Terik panas matahari di siang hari itu tidak menurunkan semangat para pencinta ilmu memadati Qo'ah Imam Abdul Halim Mahmud. Auditorium legendaris yang terletak di jantung kampus Fakultas Ushuluddin dengan jejeran tribun (mudarraj) yang menampung 400-an hadirin itu sejak pukul 11.00 Waktu Kairo membeludak oleh ribuan pasang mata yang datang untuk menyaksikan momen sakral sidang disertasi doktoral ulama asal Makkah Al-Mukarramah Sayid Ahmad Muhammad Alawi Abbas Al-Maliki Al-Hasani yang diadakan Ahad 22 Juli 2018.
Tidak hanya pelajar, terlihat beberapa ulama kenamaan dari civitas akademika Universitas Al-Azhar seperti Prof. Dr. Ahmad Umar Hasyim, Prof. Dr. Muhammad Mahmud Abu Hasyim, Prof. Dr. Sa'ad Jawisy, Prof. Dr. Jamal Faruq, Prof. Dr. Abdul Fattah Abdul Ghani Al-Awwari, Prof. Dr. Muhammad Salim Abu Ashi, Dr. Usamah Mansi. Terlihat pula rombongan ber-dresscode setelan jubah putih dengan gutrah khas Saudi. Semua dengan hikmat menyimak sidang dari awal hingga akhir.

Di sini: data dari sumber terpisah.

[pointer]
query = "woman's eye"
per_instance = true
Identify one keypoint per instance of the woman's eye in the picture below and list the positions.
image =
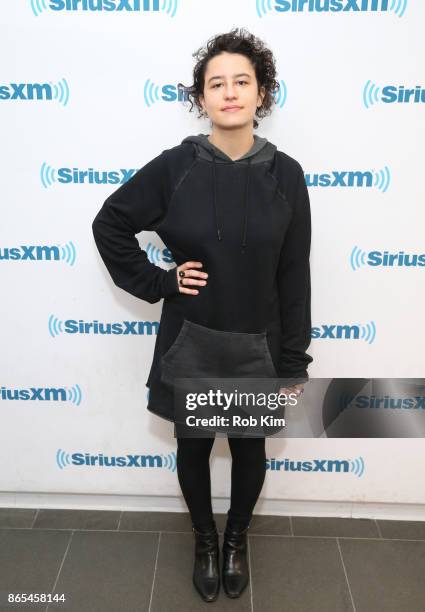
(218, 84)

Pembimbing utama tesis Prof. Dr. Sayyid Ismail Ali membuka sidang dengan mengungkapkan kebanggaannya membimbing tesis Sayyid Ahmad. Guru besar Tafsir itu menceritakan bahwa ia menerima proposal penelitian sejak tahun 2009 setelah diestafeti dua pembimbing sebelumnya. Risalah ini pertama kali disupervisori oleh Prof. Dr. Mani' Abdul Halim Mahmud yang kala itu menjadi Dekan Fakultas Ushuluddin. Qadarullah, beliau wafat lalu proyek penelitian itu dibimbing oleh Prof. Dr. Jum'ah Ali Abdul Qadir, kepala jurusan tafsir. "Sayyid Ahmad membawa kepada saya Risalah Doktoralnya sebanyak 20 jilid dalam sebuah koper, saya terkejut, siapa yang mampu mengedit jilid-jilid yang banyak ini?? ini tidak masuk akal. Kemudian dalam kesempatan lain, Sayyid Ahmad merangkum lagi menjadi 9 jilid. Allah....aku terkejut lagi. dan pada akhirnya, kita edit bersama higga menjadi dua jilid ini."

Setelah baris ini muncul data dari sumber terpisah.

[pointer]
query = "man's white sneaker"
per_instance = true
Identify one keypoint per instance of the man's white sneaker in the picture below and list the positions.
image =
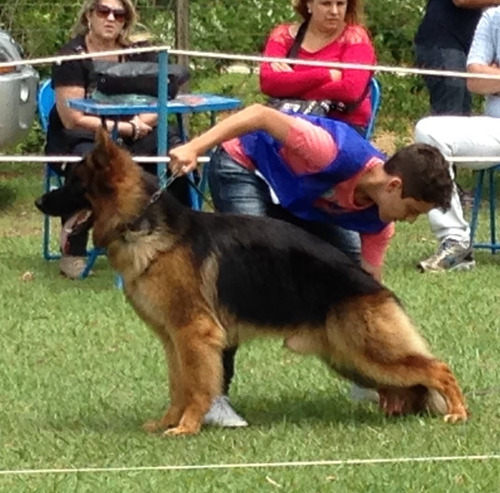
(222, 414)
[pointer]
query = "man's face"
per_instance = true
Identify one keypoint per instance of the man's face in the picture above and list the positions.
(392, 207)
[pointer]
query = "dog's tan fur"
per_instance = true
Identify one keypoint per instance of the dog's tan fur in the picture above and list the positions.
(369, 335)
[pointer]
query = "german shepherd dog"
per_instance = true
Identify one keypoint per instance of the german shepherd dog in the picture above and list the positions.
(204, 281)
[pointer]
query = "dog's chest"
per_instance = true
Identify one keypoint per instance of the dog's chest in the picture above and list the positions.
(143, 297)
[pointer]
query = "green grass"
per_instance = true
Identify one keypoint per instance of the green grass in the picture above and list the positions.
(80, 373)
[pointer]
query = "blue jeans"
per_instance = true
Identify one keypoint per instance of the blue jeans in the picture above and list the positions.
(448, 95)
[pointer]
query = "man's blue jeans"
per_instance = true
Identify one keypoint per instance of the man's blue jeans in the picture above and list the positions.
(448, 95)
(237, 190)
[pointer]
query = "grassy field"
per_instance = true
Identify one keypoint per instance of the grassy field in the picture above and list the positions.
(80, 373)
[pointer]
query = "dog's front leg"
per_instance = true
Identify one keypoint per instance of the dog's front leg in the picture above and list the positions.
(174, 412)
(199, 349)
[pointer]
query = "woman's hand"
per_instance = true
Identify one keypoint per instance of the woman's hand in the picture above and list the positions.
(281, 67)
(183, 159)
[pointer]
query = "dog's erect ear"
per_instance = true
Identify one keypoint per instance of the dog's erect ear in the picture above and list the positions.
(105, 149)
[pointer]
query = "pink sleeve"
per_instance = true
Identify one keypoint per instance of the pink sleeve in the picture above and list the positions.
(353, 82)
(374, 245)
(287, 84)
(308, 148)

Setelah membaca abstraksi dengan menyampaikan ucapan terimakasih ke berbagai pihak dan menjelaskan secara garis besar tentang karya ilmiahnya tersebut, dimulailah penyidangan yang cukup menegangkan dengan dua penguji yang cukup ketat dalam bertanya.
Mulai dari penguji eksternal, Prof. Dr. Muhammad Mahmud Sarhan. Guru besar Tafsir dan Ilmu Alquran di Fakultas Dirasat Islamiyyah wal Arabiyyah Bani Suwaif itu lebih menyoroti metode takhrij dan penghukuman yang dilakukan Sayyid Ahmad terhadap riwayat-riwayat yang terdapat dalam kitab tafsir yang ditelitinya. Dari pertanyaan-pertanyaan tegas yang dilancarkan oleh penguji yang terlihat killer itu, dapat diketahui bahwa Sayyid Ahmad tidak main-main dalam meneliti satu riwayat, melainkan dia mempertimbangkan sanad dan matan. Ada matan yang kandungan maknanya memang rusak menyelisihi usul dan akal sehat. Ada sanad yang lemah tapi maknanya sejalan dengan syari'at. Itu semua memiliki cara penanganan khusus.
Prof. Muhammad Sarhan juga mengkritik beberapa penggunan terminologi kaum sufi yang diduga tidak ilmiah, tapi dijawab oleh Sayyid Ahmad. Sebagai penutup, dia menyampaikan tujuannya menguliti disertasi di hadapannya itu demi kebaikan ketika suatu saat dipublikasikan dan tanggung jawab sebagai seorang Azhari. Ia mengutip syair seorang Arab Badui:
ومن ذا الذي ترضي سجاياه * كفى المرء نبلا أن تعد معايبه
Selanjutnya dari penguji internal langsung diambil alih oleh kepala jurusan Tafsir saat ini, Prof. Dr. Mahmud Luthfi Jad. Diawali dengan pertanyaan tajam yang mendetail hingga kepada nominal perbandingan jumlah riwayat dakhil dan ashil. Ia juga memberikan beberapa masukan terkait kerangka pembahasan, seperti tidak tercantumnya penelitian sebelumnya, metode penelitian yang dijawab oleh Sayyid Ahmad dengan metode istiqrai-naqdiy, serta menanyakan novelti dari disertasi tersebut.
Setelah berlangsung selama sekitar 3 jam, Prof. Dr. Sayyid Ismail Ali membacakan keputusan tim penguji memberikan nilai tertinggi yaitu mumtaz ma'a martabati al-syarf (summa cumlaude).
Syekh Muhammad Mahmud Abu Hasyim menceritakan, "Ketika saya menghadiri munaqosyah kemarin, saya teringat puluhan tahun yang lalu di tempat yang sama dengan posisi duduk yang sama saya juga menghadiri sidang ayah beliau Sayyid Muhammad. Para penguji sangat menghormati dan memperlakukannya tidak seperti mahasiswa biasanya. Setelah sidang, musyrifnya Syekh Al-Khusaibi langsung yang meneraktir makan. Dengan sambutan meriah para ulama juga."